Las últimas ediciones apenas cambiaron el titular. Es decir, apenas desde un punto de vista tipográfico. Pero el cambio en el significado era tremendo. Decía:

INVADEN LA TIERRA SEGÚN CIENTÍFICOS

Es increíble el efecto que puede producir una sola S.

Carnegie Hall rompió esa noche todas las tradiciones con una conferencia a última hora. Una conferencia no programada ni publicitada. El profesor Helmetz había bajado del tren a las once y media y una multitud de reporteros lo estaba esperando. Helmetz, de Harvard, había sido el científico (en singular) que figuraba en el primer titular.

Harvey Amhers, jefe del directorio del Carnegie Hall, se había abierto paso en la multitud. En el trayecto perdió las gafas, el sombrero y el aliento. pero aferró el brazo de Helmetz y se colgó de él hasta que recobró el habla.

—Queremos que hable usted en Carnegie, profesor — gritó al oído de Helmetz —. Cinco mil dólares por una conferencia sobre los invasores.

—Desde luego. ¿Mañana a la tarde?

—¡Ahora!
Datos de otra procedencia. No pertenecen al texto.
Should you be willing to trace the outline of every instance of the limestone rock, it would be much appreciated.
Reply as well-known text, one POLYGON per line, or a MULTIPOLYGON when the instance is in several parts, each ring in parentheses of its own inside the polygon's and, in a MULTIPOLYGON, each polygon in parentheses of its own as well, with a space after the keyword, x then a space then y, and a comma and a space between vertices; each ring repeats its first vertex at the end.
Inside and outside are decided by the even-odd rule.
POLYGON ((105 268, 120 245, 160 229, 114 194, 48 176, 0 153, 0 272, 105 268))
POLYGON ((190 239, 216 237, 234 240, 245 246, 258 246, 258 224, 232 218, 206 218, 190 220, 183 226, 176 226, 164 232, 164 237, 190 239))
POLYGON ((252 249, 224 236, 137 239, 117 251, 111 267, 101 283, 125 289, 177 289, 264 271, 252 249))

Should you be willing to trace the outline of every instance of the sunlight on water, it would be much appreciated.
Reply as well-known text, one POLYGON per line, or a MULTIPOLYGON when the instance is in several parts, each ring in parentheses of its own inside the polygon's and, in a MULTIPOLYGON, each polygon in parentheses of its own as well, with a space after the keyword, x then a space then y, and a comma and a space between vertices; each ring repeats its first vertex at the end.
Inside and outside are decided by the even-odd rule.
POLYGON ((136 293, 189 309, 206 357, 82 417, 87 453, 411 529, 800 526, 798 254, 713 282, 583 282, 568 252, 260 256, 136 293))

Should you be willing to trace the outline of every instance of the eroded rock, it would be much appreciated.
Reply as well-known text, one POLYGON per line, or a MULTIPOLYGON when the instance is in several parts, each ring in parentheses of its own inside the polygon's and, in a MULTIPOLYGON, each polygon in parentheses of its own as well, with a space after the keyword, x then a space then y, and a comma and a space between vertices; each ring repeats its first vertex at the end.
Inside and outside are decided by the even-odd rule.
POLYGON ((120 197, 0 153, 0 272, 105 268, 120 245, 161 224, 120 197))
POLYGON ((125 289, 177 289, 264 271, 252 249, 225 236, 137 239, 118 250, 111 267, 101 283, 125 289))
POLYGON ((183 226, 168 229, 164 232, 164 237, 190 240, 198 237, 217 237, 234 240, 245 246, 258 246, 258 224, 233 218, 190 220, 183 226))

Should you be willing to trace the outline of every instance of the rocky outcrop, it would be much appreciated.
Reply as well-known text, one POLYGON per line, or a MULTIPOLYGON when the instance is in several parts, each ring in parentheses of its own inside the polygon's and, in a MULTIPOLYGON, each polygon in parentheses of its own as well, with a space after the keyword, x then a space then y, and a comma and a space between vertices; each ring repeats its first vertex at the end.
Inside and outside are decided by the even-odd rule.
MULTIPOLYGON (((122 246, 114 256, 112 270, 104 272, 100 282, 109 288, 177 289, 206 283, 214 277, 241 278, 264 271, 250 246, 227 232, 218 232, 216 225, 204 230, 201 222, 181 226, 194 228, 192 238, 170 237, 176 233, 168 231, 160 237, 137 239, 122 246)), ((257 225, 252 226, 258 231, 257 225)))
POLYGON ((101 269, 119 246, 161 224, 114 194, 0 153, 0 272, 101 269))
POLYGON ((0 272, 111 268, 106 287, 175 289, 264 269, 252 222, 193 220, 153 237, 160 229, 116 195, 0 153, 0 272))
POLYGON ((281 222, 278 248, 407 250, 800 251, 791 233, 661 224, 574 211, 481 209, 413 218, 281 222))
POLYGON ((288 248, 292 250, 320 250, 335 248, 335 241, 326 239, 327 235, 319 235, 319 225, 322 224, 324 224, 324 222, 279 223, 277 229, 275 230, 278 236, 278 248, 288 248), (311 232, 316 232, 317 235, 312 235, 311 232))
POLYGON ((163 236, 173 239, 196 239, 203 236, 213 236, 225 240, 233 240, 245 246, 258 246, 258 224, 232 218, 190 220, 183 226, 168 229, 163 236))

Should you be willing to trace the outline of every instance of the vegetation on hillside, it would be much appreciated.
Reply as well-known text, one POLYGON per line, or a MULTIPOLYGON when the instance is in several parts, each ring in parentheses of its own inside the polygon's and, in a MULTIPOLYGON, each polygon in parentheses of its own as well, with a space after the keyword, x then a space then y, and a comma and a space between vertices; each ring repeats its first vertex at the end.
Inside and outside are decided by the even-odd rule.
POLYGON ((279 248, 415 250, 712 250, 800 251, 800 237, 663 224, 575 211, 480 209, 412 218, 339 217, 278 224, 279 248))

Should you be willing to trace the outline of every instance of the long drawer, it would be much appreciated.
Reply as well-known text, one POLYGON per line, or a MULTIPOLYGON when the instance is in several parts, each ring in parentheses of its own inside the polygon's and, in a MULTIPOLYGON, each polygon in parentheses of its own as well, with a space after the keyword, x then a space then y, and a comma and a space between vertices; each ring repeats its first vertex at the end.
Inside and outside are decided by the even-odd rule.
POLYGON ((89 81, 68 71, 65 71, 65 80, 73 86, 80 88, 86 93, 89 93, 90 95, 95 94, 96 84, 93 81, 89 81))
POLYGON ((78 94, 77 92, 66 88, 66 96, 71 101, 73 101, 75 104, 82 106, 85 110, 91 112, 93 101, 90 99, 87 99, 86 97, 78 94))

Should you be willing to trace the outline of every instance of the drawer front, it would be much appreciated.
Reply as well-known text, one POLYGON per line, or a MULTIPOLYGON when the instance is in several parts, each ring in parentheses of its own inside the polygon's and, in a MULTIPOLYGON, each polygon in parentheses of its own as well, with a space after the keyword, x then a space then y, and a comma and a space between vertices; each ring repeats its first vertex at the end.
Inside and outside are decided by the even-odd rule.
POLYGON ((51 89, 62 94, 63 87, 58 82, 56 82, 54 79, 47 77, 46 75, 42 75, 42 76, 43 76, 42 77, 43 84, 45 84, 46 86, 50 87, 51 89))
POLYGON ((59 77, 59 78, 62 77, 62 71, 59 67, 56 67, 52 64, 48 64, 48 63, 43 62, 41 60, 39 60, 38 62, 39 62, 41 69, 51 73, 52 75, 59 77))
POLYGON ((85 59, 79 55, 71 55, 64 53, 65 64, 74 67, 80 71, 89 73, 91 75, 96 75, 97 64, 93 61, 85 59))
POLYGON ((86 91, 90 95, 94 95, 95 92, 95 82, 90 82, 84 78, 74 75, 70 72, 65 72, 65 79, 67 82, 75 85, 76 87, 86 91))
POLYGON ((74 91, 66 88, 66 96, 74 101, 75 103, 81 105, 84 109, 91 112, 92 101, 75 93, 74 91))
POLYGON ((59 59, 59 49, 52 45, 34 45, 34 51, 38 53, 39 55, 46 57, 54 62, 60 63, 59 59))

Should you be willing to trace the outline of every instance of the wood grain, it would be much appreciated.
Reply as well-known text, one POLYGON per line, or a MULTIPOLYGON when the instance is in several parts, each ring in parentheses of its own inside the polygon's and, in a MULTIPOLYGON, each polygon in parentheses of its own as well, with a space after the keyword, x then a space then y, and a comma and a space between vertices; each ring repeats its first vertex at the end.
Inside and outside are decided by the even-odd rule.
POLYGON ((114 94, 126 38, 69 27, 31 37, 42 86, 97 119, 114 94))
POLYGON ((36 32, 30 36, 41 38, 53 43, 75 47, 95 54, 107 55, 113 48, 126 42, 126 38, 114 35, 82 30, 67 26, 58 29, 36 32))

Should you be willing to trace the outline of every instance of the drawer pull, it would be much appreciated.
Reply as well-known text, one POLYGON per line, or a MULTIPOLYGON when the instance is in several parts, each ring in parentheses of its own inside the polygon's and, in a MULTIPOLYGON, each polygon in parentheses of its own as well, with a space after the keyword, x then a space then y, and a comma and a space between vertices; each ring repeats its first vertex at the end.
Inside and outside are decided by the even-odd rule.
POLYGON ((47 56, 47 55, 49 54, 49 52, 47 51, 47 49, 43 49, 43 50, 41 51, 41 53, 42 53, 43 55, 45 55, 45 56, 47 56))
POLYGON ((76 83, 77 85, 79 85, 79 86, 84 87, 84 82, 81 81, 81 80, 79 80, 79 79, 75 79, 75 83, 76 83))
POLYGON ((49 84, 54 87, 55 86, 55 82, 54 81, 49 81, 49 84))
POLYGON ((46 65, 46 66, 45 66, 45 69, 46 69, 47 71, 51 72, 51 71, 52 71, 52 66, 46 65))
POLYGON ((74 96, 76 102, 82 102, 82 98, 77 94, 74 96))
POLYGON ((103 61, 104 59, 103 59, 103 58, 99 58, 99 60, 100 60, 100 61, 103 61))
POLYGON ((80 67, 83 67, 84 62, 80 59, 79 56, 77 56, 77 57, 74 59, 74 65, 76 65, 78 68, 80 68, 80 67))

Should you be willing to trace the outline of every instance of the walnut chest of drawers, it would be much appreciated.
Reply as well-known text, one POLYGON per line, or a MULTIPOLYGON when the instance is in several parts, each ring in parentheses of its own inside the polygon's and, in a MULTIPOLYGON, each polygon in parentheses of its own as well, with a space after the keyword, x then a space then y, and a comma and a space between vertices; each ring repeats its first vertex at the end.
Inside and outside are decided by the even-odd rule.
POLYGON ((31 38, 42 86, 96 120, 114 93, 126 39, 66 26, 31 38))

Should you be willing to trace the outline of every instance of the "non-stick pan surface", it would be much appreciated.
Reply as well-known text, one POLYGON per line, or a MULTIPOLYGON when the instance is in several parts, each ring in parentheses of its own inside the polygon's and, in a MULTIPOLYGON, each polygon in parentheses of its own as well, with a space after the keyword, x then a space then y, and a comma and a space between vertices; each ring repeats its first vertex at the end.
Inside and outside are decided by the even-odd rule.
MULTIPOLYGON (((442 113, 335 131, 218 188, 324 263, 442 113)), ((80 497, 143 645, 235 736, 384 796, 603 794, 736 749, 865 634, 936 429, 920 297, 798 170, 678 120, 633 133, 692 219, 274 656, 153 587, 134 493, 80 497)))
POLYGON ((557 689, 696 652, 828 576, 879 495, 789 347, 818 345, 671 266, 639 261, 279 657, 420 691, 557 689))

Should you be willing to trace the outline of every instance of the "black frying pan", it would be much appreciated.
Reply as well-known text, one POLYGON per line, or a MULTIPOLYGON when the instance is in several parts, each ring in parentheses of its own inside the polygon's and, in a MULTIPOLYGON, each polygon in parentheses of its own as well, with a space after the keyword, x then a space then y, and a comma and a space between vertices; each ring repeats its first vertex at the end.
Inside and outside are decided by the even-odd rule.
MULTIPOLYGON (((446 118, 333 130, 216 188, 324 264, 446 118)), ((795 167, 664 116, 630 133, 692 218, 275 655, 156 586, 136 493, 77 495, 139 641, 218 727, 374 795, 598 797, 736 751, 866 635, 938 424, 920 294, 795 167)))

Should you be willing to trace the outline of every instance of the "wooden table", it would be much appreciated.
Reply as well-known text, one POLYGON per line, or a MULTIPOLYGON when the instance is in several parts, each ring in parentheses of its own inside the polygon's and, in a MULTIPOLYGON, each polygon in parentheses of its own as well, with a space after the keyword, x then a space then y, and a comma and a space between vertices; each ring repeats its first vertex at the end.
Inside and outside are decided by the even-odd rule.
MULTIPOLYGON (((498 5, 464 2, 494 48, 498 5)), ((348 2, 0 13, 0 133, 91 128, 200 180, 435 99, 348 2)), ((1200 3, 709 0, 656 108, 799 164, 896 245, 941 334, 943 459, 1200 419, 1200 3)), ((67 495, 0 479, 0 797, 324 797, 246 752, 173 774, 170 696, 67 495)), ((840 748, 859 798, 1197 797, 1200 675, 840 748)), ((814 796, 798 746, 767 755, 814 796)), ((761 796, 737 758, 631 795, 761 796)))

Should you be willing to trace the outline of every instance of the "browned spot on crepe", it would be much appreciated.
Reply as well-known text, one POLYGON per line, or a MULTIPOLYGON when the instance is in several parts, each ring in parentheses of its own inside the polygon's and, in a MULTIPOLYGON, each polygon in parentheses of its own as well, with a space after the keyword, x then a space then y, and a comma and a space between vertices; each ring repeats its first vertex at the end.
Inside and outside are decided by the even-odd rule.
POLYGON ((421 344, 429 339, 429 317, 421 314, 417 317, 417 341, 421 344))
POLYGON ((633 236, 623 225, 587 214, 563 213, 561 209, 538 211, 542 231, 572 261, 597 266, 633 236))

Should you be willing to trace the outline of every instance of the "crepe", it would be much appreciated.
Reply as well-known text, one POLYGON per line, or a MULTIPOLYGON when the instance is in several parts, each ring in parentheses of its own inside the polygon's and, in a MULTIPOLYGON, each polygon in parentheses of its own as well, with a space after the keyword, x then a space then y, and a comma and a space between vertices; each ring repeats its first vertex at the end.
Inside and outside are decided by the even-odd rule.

Tengo un taxi esperando. Venga.

—Pero...

—Le conseguimos público. ¡De prisa! — Se volvió hacia la multitud. — Abran paso. Es imposible oír al profesor aquí. Vengan al Carnegie Hall y él les hablará. Y corran la voz en el camino.

Tanto se corrió la voz que el Carnegie Hall estaba atestado cuando el profesor empezó a hablar. Poco después instalaron un sistema de altoparlantes para que la gente de afuera pudiera oír. A la una de la mañana las calles estaban atestadas en cuadras a la redonda.

No había en la Tierra un patrocinador con un millón de dólares a su nombre que no hubiera dado gustosamente un millón de dólares por el privilegio de patrocinar esa conferencia en televisión o radio, pero no fue emitida por radio ni por televisión. Ambas líneas estaban ocupadas.

—¿Alguna pregunta? — dijo el profesor Helmetz.

Un reportero de la primera fila se adelantó a los demás.

—Profesor — erijo —, ¿todas las estaciones rastreadoras de la Tierra han confirmado lo que usted nos dijo esta tarde sobre los cambios de dirección?